System Sending Fake PMs

My users are receiving fake PM notifications. i'm trying to determine if this is someone fishing for the admin password or if the PMS has gone insane.

i had to turn off email notification of receiving PMs because so many of my users were complaining about receiving these fake notifications. When i turned off email notification... the fake messages stopped.

i'm calling them fake because:
- They don't refer to messages actually sent. For instance Alan receiving a notification of a message from Bob when Alan didn't send that message.
- REAL PMs bear a link to the home page and contain the entire message.

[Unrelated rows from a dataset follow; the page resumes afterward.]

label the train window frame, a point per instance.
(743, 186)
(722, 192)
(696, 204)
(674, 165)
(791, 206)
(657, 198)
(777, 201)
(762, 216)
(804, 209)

Is UddeIM creating these messages? Is this a hacker trying to trick someone into entering an admin password?

Please help!

Fake Messages look something like this:

Return-path: <fora@0-o.me>
Received: from gotrus1 by cl157.justhost.com

with local (Exim 4.69)
(envelope-from <fora@0-o.me>)
id 1RxPCR-0004ji-Tz
for gotrus1@gotr.us; Tue, 14 Feb 2012 14:42:07 -0600
To: gotrus1@gotr.us
Subject: A new private message has arrived from Ghosts of the Revolution
Date: Tue, 14 Feb 2012 14:42:07 -0600
From: Nihil <fora@0-o.me>
Reply-to: Nihil <fora@0-o.me>
Message-ID: <253609e75c6f3d38845051fd03be3233@gotr.us>
X-Priority: 3
X-Mailer: PHPMailer 5.1 (phpmailer.sourceforge.net

)
MIME-Version: 1.0
Content-Transfer-Encoding: 8bit
Content-Type: text/plain; charset="utf-8"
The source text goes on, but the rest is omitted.